Not so fast. What about that loose blanket?
A thermal analysis already showed that Discovery could land without any heating concerns even if the blanket came off. "But if it comes off, where will it go?" Justin Kerr piped up with that question on Day 6 when the mission management team was too busy with gap fillers to pay much attention. Kerr led the foam impact tests that pinpointed the cause of the Columbia disaster. He led the debris transport analysis team for the Discovery mission.
He and 80 colleagues burned the midnight oil computing an answer to his question and shooting pieces of blanket at samples of tile to see what would happen. Two days later, the 35-year-old put on a crisp white shirt and a striped tie and went to brief a group of noticeably agitated senior officials about the dire possibilities. They didn't think the blanket would come off, but if it did, and Discovery was traveling Mach 6 or slower, it was big enough-20 inches long, 4 inches wide-to cause grievous harm to the shuttle's tail and one of its two maneuvering engines.
The options were few: leave it alone, fix it in a spacewalk, or tell the crew to abandon ship and take shelter on the space station until they could be rescued. The safe haven concept meant risking another shuttle and crew. Spacewalking was an ugly option, too. The blanket batting is nothing but needles of glass. When the contingency specialists tried working with it, the fibers went everywhere. If they were uncontrollable in normal gravity, they could wreak havoc in zero-G.
Hale had an idea. Take a blanket, put it in a wind tunnel, and "buffet the wazoo out of it," he told the team. "If we'd kicked [it] off days ago, we probably could have accomplished [it]," Kerr replied. It was Aug. 2. Discovery was due to land in six days.

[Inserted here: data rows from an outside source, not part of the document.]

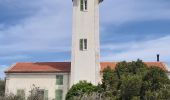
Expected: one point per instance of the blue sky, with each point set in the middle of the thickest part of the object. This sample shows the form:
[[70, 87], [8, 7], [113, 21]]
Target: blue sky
[[40, 30]]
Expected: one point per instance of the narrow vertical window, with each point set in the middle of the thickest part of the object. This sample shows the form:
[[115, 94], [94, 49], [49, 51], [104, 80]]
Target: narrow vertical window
[[81, 44], [81, 5], [59, 79], [85, 44], [85, 4], [21, 93], [45, 94], [58, 94]]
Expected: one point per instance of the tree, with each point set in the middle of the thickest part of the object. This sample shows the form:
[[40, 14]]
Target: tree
[[128, 81], [80, 89], [2, 87]]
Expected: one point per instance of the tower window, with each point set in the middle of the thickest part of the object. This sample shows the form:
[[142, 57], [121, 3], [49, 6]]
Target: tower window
[[83, 5], [83, 44]]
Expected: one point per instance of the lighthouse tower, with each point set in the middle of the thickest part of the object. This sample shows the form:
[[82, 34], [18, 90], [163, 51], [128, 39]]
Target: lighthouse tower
[[85, 64]]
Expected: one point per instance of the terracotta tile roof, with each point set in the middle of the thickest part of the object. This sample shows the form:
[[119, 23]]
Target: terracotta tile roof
[[149, 64], [59, 67]]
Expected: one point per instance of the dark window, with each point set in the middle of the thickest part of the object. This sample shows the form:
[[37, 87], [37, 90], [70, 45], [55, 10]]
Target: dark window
[[81, 5], [21, 92], [81, 44], [59, 79], [58, 94], [85, 4]]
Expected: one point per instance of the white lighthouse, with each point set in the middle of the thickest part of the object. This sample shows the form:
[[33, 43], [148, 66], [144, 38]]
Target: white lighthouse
[[85, 64]]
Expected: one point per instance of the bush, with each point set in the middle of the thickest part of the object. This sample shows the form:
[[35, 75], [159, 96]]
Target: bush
[[80, 89]]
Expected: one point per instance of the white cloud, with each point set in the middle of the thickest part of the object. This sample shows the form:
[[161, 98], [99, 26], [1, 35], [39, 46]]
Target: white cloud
[[145, 50], [47, 30], [122, 11], [2, 69]]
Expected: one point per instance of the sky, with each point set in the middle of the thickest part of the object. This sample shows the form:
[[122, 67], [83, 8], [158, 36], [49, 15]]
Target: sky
[[40, 31]]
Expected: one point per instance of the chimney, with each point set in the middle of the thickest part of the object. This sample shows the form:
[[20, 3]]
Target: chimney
[[157, 57]]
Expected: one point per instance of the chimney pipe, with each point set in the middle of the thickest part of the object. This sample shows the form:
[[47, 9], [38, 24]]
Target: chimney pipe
[[157, 57]]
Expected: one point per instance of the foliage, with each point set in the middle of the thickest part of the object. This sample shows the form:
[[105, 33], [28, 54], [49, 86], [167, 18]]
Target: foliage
[[79, 89], [35, 95], [128, 81]]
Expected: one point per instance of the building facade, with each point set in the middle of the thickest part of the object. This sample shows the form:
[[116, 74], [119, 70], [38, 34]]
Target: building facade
[[55, 78], [52, 78]]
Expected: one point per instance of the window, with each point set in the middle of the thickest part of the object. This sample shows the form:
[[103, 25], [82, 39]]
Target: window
[[83, 44], [45, 94], [59, 79], [58, 94], [21, 92], [83, 5], [42, 94]]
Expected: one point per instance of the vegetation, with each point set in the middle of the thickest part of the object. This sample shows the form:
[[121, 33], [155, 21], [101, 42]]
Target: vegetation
[[128, 81], [34, 94]]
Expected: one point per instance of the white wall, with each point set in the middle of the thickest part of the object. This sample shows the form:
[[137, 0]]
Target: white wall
[[43, 80]]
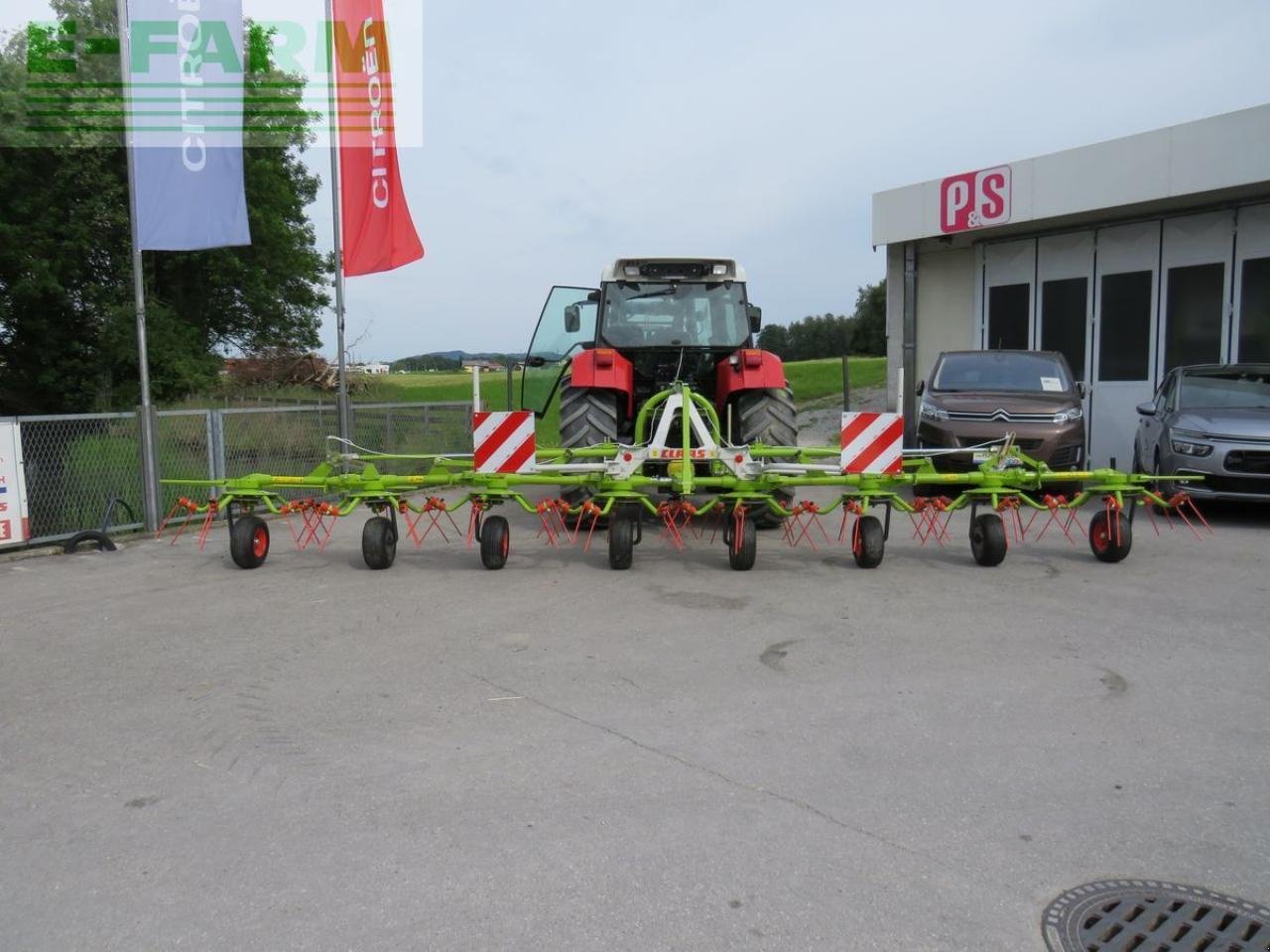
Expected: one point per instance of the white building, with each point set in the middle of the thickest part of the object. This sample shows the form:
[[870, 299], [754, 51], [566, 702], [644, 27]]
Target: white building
[[1130, 257]]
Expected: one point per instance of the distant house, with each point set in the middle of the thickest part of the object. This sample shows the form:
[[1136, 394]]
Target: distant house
[[484, 366]]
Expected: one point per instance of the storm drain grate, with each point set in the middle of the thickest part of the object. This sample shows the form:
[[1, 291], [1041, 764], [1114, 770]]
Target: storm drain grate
[[1148, 915]]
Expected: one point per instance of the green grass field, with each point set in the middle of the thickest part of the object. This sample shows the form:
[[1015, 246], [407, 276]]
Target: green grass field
[[811, 380]]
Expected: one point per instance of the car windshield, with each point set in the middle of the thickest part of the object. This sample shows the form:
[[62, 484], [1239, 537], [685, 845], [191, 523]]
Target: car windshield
[[681, 313], [1001, 371], [1232, 390]]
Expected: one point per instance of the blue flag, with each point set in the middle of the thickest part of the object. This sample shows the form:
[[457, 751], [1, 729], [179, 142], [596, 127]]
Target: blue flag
[[186, 104]]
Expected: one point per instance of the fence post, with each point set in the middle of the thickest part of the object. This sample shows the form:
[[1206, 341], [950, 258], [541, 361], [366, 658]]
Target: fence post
[[151, 490]]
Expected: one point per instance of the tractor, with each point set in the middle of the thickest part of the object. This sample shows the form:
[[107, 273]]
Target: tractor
[[653, 322]]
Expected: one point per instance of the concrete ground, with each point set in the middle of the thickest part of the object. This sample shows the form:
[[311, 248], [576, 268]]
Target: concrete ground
[[680, 757]]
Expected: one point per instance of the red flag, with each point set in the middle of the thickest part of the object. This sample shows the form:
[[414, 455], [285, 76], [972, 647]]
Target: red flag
[[379, 232]]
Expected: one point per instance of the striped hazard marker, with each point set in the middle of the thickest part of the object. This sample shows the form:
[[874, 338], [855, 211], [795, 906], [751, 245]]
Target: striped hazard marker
[[873, 443], [503, 442]]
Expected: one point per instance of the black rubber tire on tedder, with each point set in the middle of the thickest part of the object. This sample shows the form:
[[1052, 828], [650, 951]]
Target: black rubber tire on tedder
[[621, 540], [495, 542], [867, 542], [742, 556], [767, 416], [379, 543], [988, 539], [1110, 537], [249, 542]]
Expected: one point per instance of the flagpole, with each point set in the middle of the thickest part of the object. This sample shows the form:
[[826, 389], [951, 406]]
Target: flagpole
[[344, 425], [149, 463]]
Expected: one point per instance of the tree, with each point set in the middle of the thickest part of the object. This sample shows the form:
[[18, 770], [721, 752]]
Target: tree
[[870, 320], [833, 334], [67, 338]]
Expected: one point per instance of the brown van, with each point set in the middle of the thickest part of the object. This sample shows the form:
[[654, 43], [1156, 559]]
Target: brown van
[[975, 398]]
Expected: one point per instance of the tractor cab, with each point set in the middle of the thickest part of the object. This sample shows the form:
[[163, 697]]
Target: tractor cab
[[652, 322]]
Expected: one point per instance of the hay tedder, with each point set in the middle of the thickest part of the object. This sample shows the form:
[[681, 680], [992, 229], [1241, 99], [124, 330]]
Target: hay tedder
[[680, 476], [644, 445]]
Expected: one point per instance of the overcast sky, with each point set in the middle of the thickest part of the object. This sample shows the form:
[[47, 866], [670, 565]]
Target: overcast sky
[[562, 134]]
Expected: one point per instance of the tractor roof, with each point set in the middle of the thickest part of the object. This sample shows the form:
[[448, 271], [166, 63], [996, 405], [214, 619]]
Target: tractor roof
[[674, 270]]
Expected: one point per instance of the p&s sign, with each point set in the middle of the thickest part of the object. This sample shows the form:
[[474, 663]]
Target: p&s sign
[[974, 199]]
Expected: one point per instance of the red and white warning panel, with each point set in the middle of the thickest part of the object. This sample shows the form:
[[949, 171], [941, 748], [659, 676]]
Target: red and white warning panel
[[503, 442], [873, 443]]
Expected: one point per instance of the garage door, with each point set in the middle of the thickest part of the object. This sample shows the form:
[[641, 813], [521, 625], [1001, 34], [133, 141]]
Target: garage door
[[1124, 338], [1008, 270], [1196, 289], [1251, 333]]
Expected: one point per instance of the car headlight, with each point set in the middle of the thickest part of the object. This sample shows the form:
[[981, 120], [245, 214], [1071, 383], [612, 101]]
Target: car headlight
[[934, 413], [1187, 445]]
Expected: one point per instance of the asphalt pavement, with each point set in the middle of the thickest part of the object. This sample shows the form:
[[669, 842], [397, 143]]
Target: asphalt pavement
[[561, 757]]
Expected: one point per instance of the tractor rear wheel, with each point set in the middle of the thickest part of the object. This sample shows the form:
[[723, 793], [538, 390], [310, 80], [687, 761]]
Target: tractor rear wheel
[[767, 416], [587, 416]]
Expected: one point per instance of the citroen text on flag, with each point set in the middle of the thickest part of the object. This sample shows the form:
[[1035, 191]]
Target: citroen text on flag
[[186, 75], [379, 232]]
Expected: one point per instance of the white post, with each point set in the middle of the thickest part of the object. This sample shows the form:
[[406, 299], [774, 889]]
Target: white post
[[341, 397], [149, 463]]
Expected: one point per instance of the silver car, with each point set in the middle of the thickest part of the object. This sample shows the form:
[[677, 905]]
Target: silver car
[[1213, 420]]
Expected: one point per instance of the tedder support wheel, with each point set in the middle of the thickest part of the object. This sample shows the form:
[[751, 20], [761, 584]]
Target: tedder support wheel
[[621, 540], [988, 539], [742, 553], [1110, 537], [495, 542], [249, 542], [869, 543], [379, 542]]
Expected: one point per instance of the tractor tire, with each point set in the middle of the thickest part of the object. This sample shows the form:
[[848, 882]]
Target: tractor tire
[[587, 416], [249, 542], [767, 416], [379, 543]]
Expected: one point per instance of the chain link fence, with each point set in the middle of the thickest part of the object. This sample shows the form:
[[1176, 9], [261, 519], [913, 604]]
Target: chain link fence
[[76, 466]]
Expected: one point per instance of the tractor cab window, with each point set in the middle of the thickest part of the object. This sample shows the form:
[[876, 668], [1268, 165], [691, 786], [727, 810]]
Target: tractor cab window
[[675, 315], [566, 325]]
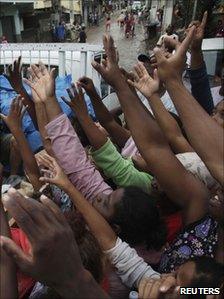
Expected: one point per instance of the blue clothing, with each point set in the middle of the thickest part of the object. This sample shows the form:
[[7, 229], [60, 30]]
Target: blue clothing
[[32, 135], [60, 32], [200, 88]]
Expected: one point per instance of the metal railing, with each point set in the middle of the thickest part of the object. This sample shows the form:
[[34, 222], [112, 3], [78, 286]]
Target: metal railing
[[74, 59]]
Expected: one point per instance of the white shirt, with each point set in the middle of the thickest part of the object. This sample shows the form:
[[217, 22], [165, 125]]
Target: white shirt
[[131, 268]]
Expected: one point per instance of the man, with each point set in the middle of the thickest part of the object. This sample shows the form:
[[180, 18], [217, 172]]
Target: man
[[82, 35]]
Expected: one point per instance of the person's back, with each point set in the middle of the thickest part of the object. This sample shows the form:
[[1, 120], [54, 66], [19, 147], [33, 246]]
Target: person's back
[[82, 36]]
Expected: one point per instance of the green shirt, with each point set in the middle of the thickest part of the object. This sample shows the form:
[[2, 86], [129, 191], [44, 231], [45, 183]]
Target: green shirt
[[122, 171]]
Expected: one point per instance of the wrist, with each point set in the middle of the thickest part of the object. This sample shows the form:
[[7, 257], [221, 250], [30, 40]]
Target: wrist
[[72, 287]]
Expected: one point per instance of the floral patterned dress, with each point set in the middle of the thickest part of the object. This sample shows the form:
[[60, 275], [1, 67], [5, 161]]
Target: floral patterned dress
[[197, 239]]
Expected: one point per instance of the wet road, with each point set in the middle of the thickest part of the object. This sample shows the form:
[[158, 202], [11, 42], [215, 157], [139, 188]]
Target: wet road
[[128, 48]]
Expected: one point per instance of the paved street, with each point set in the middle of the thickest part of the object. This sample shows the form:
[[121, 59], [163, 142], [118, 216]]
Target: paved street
[[128, 48]]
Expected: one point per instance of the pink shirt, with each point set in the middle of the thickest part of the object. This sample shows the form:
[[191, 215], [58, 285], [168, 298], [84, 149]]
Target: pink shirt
[[129, 150], [72, 158]]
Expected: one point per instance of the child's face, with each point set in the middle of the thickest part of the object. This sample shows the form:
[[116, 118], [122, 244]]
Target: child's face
[[105, 204]]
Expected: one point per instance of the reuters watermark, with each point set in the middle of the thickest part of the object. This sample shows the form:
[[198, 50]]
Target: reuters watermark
[[199, 291]]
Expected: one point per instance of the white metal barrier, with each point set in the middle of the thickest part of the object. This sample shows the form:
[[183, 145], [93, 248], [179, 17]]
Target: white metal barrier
[[74, 59]]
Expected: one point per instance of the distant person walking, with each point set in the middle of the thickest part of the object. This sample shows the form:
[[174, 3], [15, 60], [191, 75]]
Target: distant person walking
[[60, 32], [108, 24], [82, 35]]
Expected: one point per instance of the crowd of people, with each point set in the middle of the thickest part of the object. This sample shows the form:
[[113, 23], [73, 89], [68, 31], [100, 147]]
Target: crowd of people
[[138, 202]]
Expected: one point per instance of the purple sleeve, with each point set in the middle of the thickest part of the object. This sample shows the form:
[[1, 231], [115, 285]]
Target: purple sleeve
[[72, 158]]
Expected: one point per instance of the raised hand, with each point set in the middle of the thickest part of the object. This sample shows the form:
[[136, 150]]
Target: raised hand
[[14, 75], [172, 67], [49, 235], [14, 119], [109, 70], [77, 101], [42, 82], [56, 176], [199, 32], [144, 82], [88, 85]]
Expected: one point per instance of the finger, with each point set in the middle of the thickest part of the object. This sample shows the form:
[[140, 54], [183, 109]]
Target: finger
[[36, 71], [54, 208], [42, 68], [168, 283], [3, 117], [104, 62], [111, 50], [74, 89], [204, 20], [138, 70], [48, 172], [16, 253], [66, 101], [9, 70], [31, 74], [99, 68], [141, 287], [23, 219], [148, 288], [80, 92], [143, 69], [48, 180], [71, 96], [132, 83], [19, 65], [186, 42], [194, 23], [155, 75], [159, 55], [53, 73], [154, 291], [28, 82], [44, 161]]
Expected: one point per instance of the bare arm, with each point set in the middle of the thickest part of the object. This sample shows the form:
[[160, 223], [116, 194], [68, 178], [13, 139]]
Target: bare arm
[[98, 225], [8, 282], [169, 126], [144, 83], [203, 132], [179, 185], [13, 121], [77, 103], [119, 134], [15, 78], [42, 122]]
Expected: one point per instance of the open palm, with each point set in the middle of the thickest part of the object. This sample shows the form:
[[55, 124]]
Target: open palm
[[42, 82], [144, 82]]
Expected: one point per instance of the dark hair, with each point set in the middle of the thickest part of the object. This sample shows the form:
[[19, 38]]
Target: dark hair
[[89, 248], [208, 273], [138, 218]]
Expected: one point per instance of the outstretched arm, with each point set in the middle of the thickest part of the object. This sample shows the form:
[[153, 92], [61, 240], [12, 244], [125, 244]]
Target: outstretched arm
[[204, 134], [179, 185], [119, 134], [77, 103], [131, 268], [144, 83], [9, 289], [65, 143], [14, 76], [200, 86], [13, 121]]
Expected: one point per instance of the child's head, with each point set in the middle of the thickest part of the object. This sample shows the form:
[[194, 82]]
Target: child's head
[[89, 248], [200, 272], [134, 215]]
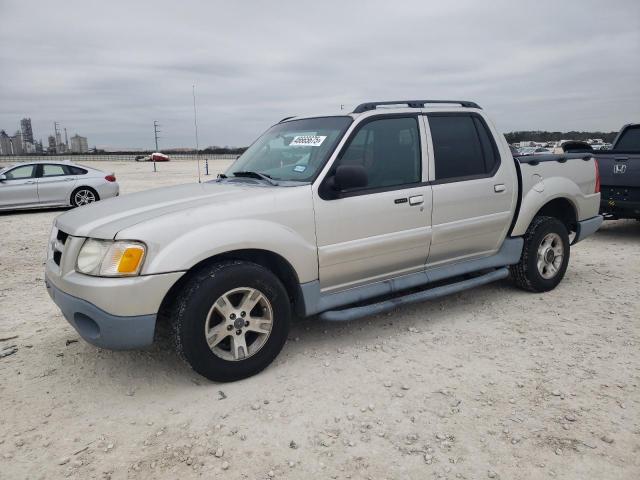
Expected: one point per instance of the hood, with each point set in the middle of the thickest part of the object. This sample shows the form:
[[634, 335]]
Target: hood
[[104, 219]]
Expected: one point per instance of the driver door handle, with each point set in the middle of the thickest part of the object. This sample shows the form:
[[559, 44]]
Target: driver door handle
[[416, 200]]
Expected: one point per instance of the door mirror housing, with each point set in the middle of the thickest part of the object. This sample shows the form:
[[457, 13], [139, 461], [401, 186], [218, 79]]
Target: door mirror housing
[[348, 177]]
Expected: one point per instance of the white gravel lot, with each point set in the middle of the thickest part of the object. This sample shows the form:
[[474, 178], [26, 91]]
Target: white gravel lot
[[490, 383]]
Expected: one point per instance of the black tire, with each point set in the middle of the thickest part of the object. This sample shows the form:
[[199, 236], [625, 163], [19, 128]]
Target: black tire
[[526, 273], [196, 299], [73, 199]]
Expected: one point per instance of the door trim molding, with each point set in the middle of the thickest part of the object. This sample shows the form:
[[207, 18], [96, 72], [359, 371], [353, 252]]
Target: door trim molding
[[313, 301]]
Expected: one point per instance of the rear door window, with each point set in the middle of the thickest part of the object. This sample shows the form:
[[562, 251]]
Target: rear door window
[[51, 170], [19, 173], [75, 170], [463, 147], [630, 140]]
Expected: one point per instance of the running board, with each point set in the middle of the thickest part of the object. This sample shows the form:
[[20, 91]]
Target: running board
[[375, 308]]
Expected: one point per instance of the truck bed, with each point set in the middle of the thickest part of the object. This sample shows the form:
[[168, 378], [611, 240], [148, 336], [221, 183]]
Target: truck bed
[[620, 179]]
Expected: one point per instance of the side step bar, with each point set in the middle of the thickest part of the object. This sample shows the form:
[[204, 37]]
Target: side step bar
[[375, 308]]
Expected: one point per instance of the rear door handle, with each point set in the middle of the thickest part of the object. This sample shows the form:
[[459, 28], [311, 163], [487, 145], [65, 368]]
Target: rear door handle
[[416, 200]]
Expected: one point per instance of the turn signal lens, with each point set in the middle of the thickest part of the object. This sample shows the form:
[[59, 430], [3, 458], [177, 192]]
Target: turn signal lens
[[123, 258], [107, 258], [130, 260]]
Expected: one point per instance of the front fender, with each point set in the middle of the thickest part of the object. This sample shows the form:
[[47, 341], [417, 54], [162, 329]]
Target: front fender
[[186, 250]]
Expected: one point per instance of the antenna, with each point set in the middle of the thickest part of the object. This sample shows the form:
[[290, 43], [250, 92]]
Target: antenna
[[155, 133], [195, 125]]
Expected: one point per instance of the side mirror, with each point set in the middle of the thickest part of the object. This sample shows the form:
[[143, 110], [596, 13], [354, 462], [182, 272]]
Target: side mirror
[[348, 177]]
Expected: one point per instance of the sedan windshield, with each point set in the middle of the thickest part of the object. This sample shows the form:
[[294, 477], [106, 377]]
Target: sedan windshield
[[291, 151]]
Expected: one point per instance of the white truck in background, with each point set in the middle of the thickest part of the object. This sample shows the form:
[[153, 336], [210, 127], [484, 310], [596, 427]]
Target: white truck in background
[[339, 216]]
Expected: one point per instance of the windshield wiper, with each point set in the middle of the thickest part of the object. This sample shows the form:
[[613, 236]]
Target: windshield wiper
[[258, 175]]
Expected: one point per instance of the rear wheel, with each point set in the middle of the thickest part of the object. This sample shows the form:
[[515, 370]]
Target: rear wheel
[[83, 196], [231, 320], [545, 255]]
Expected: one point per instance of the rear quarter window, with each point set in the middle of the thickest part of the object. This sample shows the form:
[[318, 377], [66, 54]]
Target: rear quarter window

"You have posed a mortal threat to the vehicle," Hale said, leaning forward on the conference table and looking over the top of his thick eyeglasses. "People should not sleep, or take days off, till we get an answer to this problem. Is that clear?"
It takes weeks, more often months, to plan and execute even a simple test in a wind tunnel. Doing it in 48 hours is unheard of. But that is what Kerr's team did. They yanked blankets off a sister ship at Kennedy Space Center in Florida and built three test articles. They got stereo images of Discovery's blanket and damaged the test articles until they looked alike. They jetted them across the continent in a NASA Gulfstream 2 on Aug. 3. While the plane was in the air, mission managers rejected the test plan. It raised more questions than it answered. They revised the plan within an hour, before the plane landed at Ames Research Center in California. They completed a confidence-building run in Ames' Mach 6 wind tunnel about an hour before the management team convened on Aug. 4. The test articles remained intact.
Discovery landed without incident at Edwards Air Force Base in California on Aug. 9, after a one-day weather delay. NASA gave one of the gap fillers to the Smithsonian Institution. The damaged blanket and the identical test article are being mounted on a plaque to hang in Mission Control. Wayne Hale now manages the space shuttle program. He won't have a seat at the mission management team table when the next shuttle flies, but he'll be at the ready, like hundreds of others, with sage advice and support.